Dass Haut und Knochen von Rindern und Schweinen als Gelatine in Gummibärchen & Co. enthalten sind, ist bekannt. Weniger bekannt ist, dass Gelatine auch in Tablettenkapseln, Klebstoffen, Leim und vielen weiteren Produkten steckt. Oder dass Waschmittel und Weichspüler Schlachtfette enthalten. Aus Bindegewebe, Knorpeln und Knochen wird Kollagen für Hautcremes und als Nahrungsergänzungsmittel hergestellt.
Tierische Bestandteile finden sich nahezu überall. Der Grund ist, dass es massenhaft billige Abfälle aus der Fleischindustrie gibt. Das Blut von Säugetieren macht etwa fünf bis zehn Prozent ihres Körpergewichts aus. Und das Blut ist massenhaft in der Fleischindustrie »übrig« (Wer isst heute noch Blutwurst?). »Legt man die deutschen Schlachtzahlen für Rinder (3.000.000), Schweine (47.000.000) und Hühner (Masthühner: 631.000.000, Legehennen: 29.600.000) für das Jahr 2022 zugrunde, kommt man auf ein Gesamtblutvolumen der getöteten Tiere von fast 380 Millionen Litern. Das ist mehr als eine Million Liter täglich«, hat Mira Landwehr ausgerechnet.
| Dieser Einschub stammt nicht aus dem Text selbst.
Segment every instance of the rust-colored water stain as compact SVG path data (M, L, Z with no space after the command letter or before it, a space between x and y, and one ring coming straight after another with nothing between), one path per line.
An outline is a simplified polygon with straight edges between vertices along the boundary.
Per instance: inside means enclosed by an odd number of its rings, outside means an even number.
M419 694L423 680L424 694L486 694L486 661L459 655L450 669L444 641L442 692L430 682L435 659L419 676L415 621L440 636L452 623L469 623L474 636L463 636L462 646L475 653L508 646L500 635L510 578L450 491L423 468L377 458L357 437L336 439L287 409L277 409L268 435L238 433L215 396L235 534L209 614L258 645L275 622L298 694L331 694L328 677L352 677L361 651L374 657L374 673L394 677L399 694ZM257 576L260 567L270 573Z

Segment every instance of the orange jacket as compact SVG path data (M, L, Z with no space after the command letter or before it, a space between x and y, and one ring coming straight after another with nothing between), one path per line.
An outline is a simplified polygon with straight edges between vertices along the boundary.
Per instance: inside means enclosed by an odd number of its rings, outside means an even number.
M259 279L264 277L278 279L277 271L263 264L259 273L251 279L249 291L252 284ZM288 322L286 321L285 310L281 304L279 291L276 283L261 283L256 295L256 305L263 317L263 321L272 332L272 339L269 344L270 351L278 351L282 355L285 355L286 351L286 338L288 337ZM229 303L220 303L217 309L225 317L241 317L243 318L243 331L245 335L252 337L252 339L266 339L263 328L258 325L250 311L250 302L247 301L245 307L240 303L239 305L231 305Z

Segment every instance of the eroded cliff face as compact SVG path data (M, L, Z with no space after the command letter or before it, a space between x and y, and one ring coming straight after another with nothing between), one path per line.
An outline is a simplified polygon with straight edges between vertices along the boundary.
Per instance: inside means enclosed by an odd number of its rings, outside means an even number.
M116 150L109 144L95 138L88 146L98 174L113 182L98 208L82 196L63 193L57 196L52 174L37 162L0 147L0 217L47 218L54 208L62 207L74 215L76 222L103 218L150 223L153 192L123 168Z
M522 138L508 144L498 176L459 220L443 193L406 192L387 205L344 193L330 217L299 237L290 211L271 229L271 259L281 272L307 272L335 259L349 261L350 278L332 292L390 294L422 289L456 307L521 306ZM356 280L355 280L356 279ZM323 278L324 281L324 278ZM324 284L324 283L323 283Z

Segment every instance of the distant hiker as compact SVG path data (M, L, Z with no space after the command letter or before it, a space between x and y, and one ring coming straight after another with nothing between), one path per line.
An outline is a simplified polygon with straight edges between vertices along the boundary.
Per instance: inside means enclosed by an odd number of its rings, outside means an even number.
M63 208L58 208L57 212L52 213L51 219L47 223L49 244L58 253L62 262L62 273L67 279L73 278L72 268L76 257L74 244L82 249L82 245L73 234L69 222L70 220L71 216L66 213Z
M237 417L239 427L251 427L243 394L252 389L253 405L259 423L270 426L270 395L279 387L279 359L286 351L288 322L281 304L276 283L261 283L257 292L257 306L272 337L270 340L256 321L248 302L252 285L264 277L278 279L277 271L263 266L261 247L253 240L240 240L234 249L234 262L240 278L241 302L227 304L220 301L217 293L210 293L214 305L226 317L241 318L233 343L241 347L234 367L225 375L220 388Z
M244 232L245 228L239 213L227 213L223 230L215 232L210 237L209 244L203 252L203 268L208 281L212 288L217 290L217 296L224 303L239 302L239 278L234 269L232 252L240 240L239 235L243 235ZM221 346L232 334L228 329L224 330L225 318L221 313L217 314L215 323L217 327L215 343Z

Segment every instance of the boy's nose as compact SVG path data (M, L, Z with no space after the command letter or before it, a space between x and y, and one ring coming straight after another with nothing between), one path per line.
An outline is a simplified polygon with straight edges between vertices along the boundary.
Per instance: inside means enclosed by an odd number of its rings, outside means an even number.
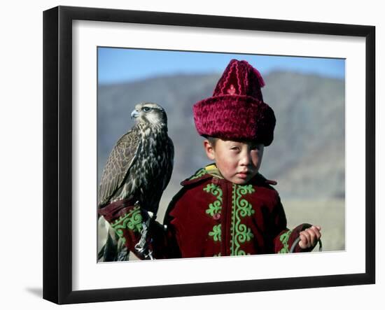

Weitere Abfälle im Schlachthof sind Knochen, Hufe, Klauen, Häute und andere »tierischen Nebenprodukte«. Diese kommen in Tierkörperbeseitigungsanlagen. K1-Material landet vor allem als Zusatzbrennstoff in Kohlekraftwerken, Kalk- und Zementfabriken, denn Tiermehle besitzen einen ähnlichen Heizwert wie Braunkohle, erfahren wir in »Die Blutfabrik«. Tierfett wird in der chemischen Industrie genutzt und steckt in Biodiesel.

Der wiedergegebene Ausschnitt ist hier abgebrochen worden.